China's agriculture minister is warning of a possible "massive bird flu outbreak" as the country announced two new human cases of the H5N1 flu strain, raising to 14 the number of human infections reports since October.
"In view of the current situation, the possibility of a massive bird flu outbreak could not be ruled out," Agriculture Ministry Du Qinglin said Saturday, according to the official Xinhua News Agency. He called for agriculture authorities to be on "high alert" and to step up disease monitoring and vaccination efforts.
Outbreaks in poultry occurred last year in 32 areas throughout China, killing 163,100 chickens, ducks and other fowl, and authorities destroyed 22.6 million more birds to keep the virus from spreading, Du said in a briefing for Chinese legislators.
The latest human cases are a 9-year-old girl and a 26-year-old woman, both hospitalized in critical condition with fever and pneumonia, the Health Ministry reported.
The girl lives in the southeastern coastal province of Zhejiang and the woman is a farmer from Anhui province in the east, the Ministry said in a report carried by Xinhua.
China has reported eight deaths among its 14 human cases.
The farmer, identified only by the surname Wang, had contact with sick and dead poultry that laboratory tests showed had the H5N1 flu strain, the Health Ministry said. It said she got sick on Feb. 11.
The cause of the girl's infection was under investigation, but she visited the home of relatives whose chickens died while she was there, the ministry said. She got sick on Feb. 10.
"The two patients have been confirmed to be infected with bird flu in accordance with the standards of the World Health Organization," Xinhua said, citing the ministry.
It said people who had close contact with Wang and the girl, identified only by the surname You, have been put under medical observation but none has shown symptoms.
The H5N1 virus has devastated poultry stocks and killed at least 92 people since 2003, mostly in Asia. Fresh outbreaks have been reported in 14 countries since early February.
On Saturday, the European Union's first outbreak of lethal H5N1 bird flu in commercial poultry was confirmed in France,.
France's farming ministry said lab tests confirmed H5N1 in turkeys at a farm in the southeast Ain region, where thousands of the birds were found dead Thursday.

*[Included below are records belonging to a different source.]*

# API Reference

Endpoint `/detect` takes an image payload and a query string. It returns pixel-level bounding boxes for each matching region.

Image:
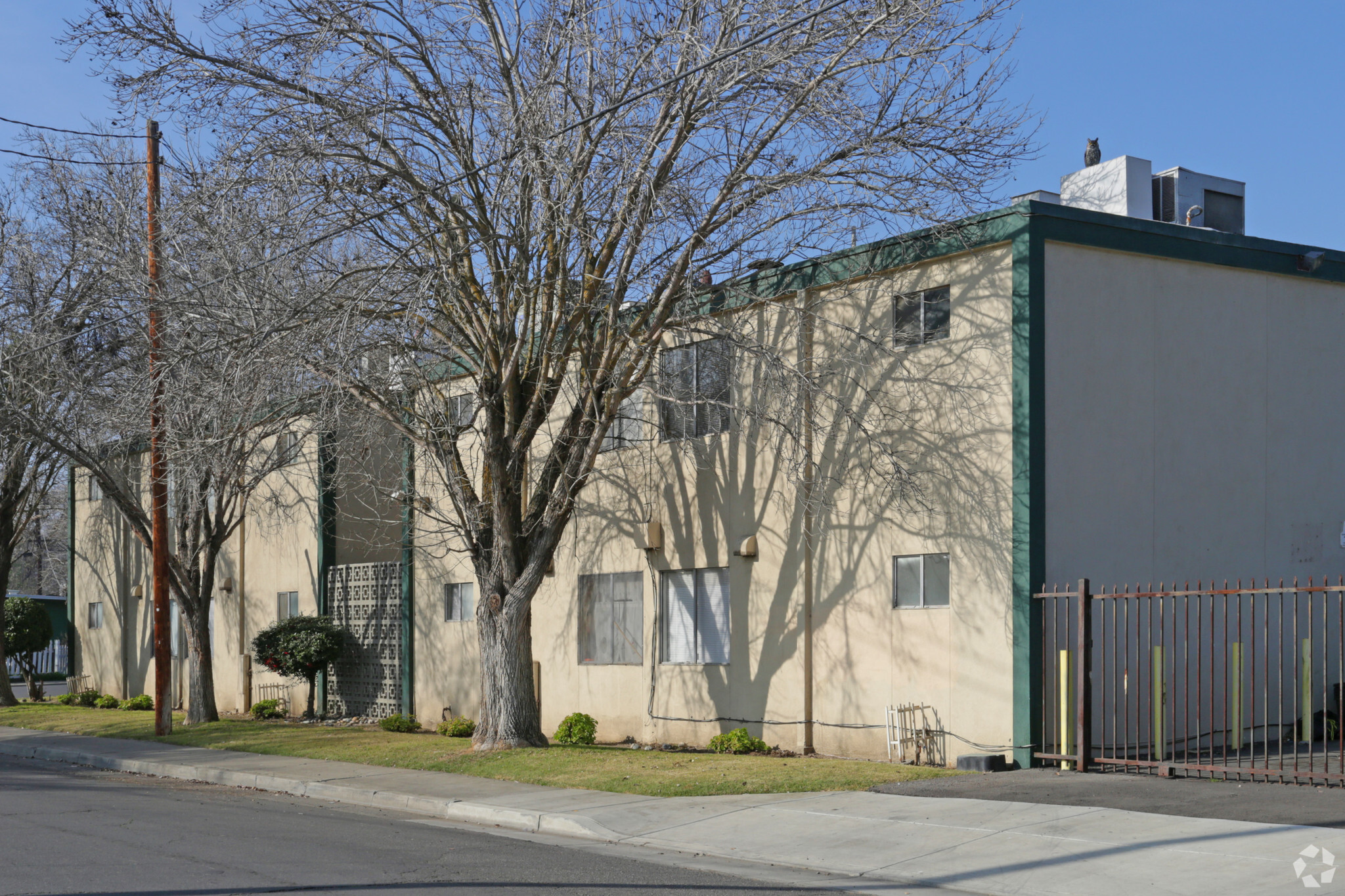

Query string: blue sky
[0,0,1345,249]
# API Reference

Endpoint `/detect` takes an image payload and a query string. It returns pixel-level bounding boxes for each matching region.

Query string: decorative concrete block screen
[327,563,402,717]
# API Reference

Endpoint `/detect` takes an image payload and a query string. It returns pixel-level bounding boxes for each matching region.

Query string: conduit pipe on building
[799,289,816,755]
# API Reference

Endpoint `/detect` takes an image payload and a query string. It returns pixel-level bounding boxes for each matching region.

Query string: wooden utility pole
[145,121,172,738]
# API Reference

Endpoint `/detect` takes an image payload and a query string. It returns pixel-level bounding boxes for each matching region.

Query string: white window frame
[448,393,476,431]
[659,567,733,666]
[444,582,476,622]
[892,286,952,348]
[892,551,952,610]
[276,591,303,622]
[659,336,733,442]
[576,570,644,666]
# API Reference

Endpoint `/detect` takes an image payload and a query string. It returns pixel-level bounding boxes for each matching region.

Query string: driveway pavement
[0,728,1345,896]
[873,769,1345,832]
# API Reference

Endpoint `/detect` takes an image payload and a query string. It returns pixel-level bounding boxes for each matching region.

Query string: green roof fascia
[701,202,1029,312]
[1010,200,1345,284]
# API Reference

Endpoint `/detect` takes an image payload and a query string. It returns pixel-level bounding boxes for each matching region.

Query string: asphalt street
[0,756,948,896]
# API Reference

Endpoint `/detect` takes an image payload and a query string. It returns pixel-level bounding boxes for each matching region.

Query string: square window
[444,582,472,622]
[276,591,299,619]
[448,393,476,430]
[893,286,952,348]
[892,553,948,608]
[276,431,303,466]
[579,572,644,666]
[659,337,732,440]
[663,567,729,665]
[1205,190,1243,234]
[601,393,644,452]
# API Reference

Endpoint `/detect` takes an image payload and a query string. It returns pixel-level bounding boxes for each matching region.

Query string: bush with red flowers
[253,616,347,719]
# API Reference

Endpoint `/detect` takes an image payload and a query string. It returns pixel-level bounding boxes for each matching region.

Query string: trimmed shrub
[435,716,476,738]
[252,700,285,719]
[253,616,348,719]
[378,712,420,735]
[556,712,597,744]
[710,728,771,754]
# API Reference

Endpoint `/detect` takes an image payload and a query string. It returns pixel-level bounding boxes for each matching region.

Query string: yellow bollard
[1298,638,1313,743]
[1149,647,1168,761]
[1228,641,1243,750]
[1059,650,1074,771]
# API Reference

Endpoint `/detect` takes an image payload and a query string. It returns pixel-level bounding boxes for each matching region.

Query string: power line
[0,0,850,362]
[0,149,144,165]
[0,116,141,140]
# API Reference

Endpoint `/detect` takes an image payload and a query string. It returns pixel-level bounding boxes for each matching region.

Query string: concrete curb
[0,740,629,843]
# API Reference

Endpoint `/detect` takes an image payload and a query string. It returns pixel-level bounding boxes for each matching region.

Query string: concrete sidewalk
[0,727,1345,896]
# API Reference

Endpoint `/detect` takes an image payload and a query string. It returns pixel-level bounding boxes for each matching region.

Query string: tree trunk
[0,547,19,706]
[472,586,548,750]
[183,599,219,725]
[19,663,45,702]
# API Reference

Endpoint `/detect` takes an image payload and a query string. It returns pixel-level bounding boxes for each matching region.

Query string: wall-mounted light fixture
[644,517,663,551]
[1294,250,1326,274]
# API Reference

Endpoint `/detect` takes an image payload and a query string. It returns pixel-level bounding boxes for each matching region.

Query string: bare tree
[70,0,1026,748]
[0,152,137,705]
[13,139,336,723]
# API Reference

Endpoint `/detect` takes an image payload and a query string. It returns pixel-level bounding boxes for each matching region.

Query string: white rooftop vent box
[1153,168,1246,234]
[1059,156,1246,234]
[1060,156,1154,218]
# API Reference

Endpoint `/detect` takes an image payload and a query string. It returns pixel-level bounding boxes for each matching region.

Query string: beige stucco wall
[1045,243,1345,587]
[416,246,1011,759]
[74,438,317,711]
[77,246,1011,759]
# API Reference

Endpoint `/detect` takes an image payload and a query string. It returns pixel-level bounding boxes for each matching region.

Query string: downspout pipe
[799,289,816,755]
[66,463,78,675]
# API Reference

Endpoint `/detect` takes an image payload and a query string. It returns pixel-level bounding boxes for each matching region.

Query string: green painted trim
[66,463,79,675]
[1015,202,1345,284]
[1010,218,1046,769]
[313,433,336,716]
[401,438,416,714]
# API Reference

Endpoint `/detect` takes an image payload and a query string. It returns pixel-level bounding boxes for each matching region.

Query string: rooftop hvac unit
[1153,168,1246,234]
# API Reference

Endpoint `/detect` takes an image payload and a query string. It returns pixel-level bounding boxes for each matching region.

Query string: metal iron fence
[1033,579,1345,784]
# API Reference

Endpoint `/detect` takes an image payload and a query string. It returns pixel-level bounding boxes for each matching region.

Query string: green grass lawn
[0,704,959,797]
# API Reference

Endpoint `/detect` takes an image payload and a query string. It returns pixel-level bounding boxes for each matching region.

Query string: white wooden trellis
[887,702,939,765]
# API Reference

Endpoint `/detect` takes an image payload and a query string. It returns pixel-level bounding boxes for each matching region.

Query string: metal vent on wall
[1153,175,1177,224]
[327,563,402,717]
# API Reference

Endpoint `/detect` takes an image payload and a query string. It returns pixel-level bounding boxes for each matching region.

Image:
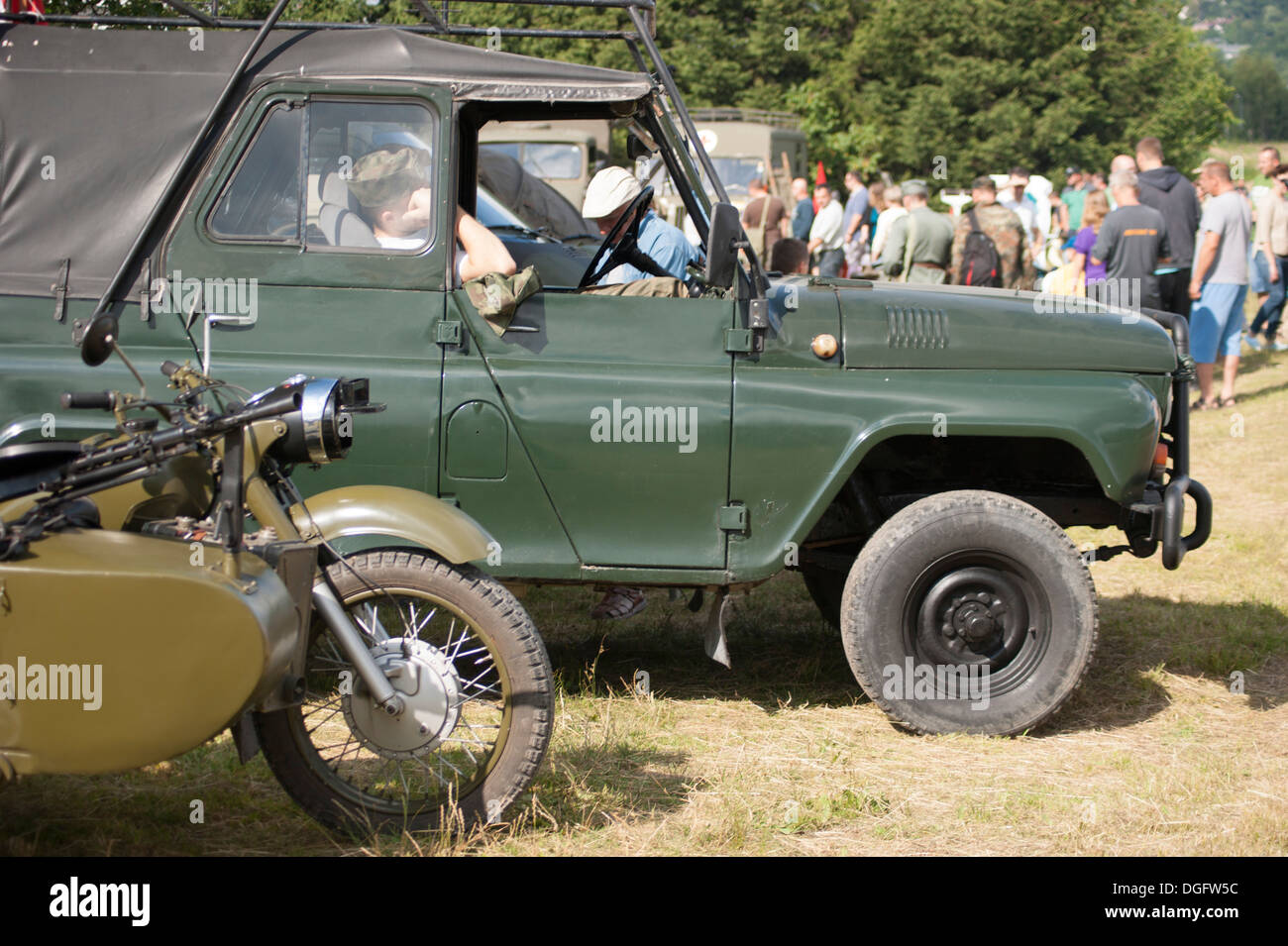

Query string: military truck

The farm, which had more than 11,000 turkeys, has been sealed off and surviving birds slaughtered.
However, President Jacques Chirac sought to ease fears, insisting that eating poultry is safe and there is no reason for panic.
Chirac said there is "no danger in eating poultry and eggs" and that panic among consumers is "totally unjustified."
Outbreaks in China poultry have continued despite a mass inoculation effort that the government says has vaccinated all of the country's vast flocks of chickens, ducks and other birds.
Chinese farmers raised about 15 billion poultry, 21 percent of the world's total, in 2005, and that raising poultry is one of the main income sources for the country's farmers, Du said in the Xinhua report.
China has about 5.2 billion poultry at any one time.
In the latest poultry case, Xinhua said Saturday that 13 chickens died on a farm in the village of Jitai in Anhui, prompting authorities to destroy more than 200 birds.
Health officials say the virus probably is being spread by migratory wild birds. They say more human cases are inevitable if China can't prevent outbreaks among its poultry flocks.
Most human infections have been linked to direct contact with sick poultry.
But experts have warned that the virus could mutate into a form that could be easily transmitted between people, possibly sparking a global flu pandemic that could kill millions.
A 6-year-old boy who contracted the disease in December was discharged from a hospital this week after doctors pronounced him cured following 44 days in isolation.
The boy suffered serious lung damage but recovered, according to Xinhua.